Data Virtualization – Part 1 – Business Intelligence

March 26, 2012

The big transformation that we’re all dealing with in technology today is virtualization.  There are many aspects to virtualization: infrastructure, systems, organization, office, applications. When you search on the internet for “data virtualization,” most of the references are regarding business intelligence and data warehousing uses.  In part 2 of this blog I will talk about data virtualization and transaction processing.

In the day, when I used to build data warehouses (1990s+), there was a reference to a concept of “federated data warehouses”, where data in the logical warehouse would be separated physically either with the same schemas in multiple instances or different types of data in different locations.  The thought was that the data would be physically separate but brought together real time for reporting.  We also used to call that “data warehouses that don’t work”.  After all, the reason we created data warehouses in the first place was that we needed to instantiate the data consolidation in order to make the response time reasonable when trying to report on millions of records.
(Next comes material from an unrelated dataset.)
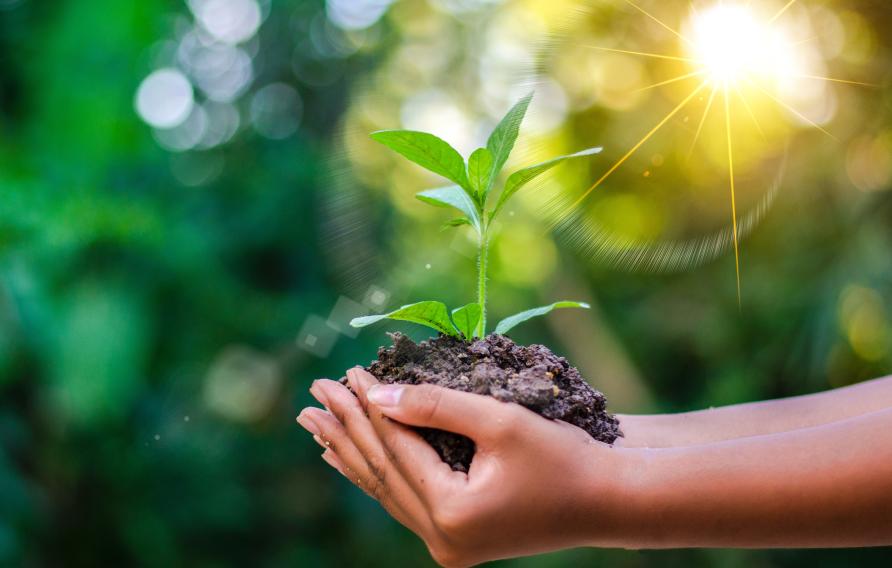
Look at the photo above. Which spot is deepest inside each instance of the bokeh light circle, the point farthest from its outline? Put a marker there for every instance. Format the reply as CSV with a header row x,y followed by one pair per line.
x,y
164,98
No, really, the response time on these “federated data warehouse” systems used to be many minutes or more.

Now, however, the technologies involved have made huge leaps in capabilities.  The vendors have put thousands and thousands of man hours into how to make real time integration and reporting work.  There are many techniques involving specialized software and hardware (data appliances) that enable these capabilities, query optimization, distributed processing, and other optimization techniques, and hybrid solutions between pure virtualization and instantiation.  Specialized tuning is necessary, and the fastest solutions involve instantiating the consolidated data in a central place.
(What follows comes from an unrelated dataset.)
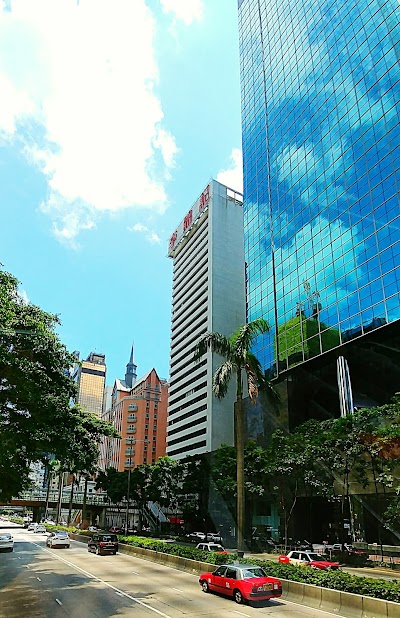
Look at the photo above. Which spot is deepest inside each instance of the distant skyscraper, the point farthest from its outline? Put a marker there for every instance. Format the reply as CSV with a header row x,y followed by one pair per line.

Ultimately, having to do a project to incorporate new data into the data warehouse physically isn’t responsive enough to the business need for information.  Better to have a short term solution that allows for the quick incorporation of new data and then, if there is a continued need for the data in question and you want to speed up the response, possibly integrate the additional data into the physical data warehouse.

The problems being solved now for business intelligence and data virtualizations include real time data integration of multiple regional instances of a data warehouse, integrating data of different types and kinds, and integrating data from a data warehouse with big data and cloud data.  This enables much more responsive business intelligence and analytical solutions to business requests without having to always instantiate all data for analysis into a central, single, enterprise data warehouse.



What is different about Big Data Governance?

December 21, 2011

In most ways, Data Governance of Big Data is not different from normal Data Governance.  The benefits are the same.  The reasons for doing it are the same.  And, mostly, what needs to be done is the same.

What is different about Big Data Governance is that it’s about more data types, more sophisticated tools are needed, and the need for more metadata is critical.

First of all, Big Data Governance requires performing Governance over many different types of data, not just what’s in relational databases.  Certainly, the scope needs to include non-relational databases and unstructured data and documents.  This itself may require new tools to deal with these other technologies.

Secondly (and maybe this should be first because it is about data volumes), more sophisticated tools are needed to assess and profile data.  Big Data volumes are beyond human manageable scale and the traditional approaches of profiling and managing data primarily through observation becomes unfeasible.

Thirdly, the importance of collecting and documenting metadata becomes critical in order to automate as much as possible of the Data Governance activities.  This item is tied with the one above, in that more sophisticated tools can help to infer the metadata of the relatonships between the data, and metadata is required to automate the monitoring activities.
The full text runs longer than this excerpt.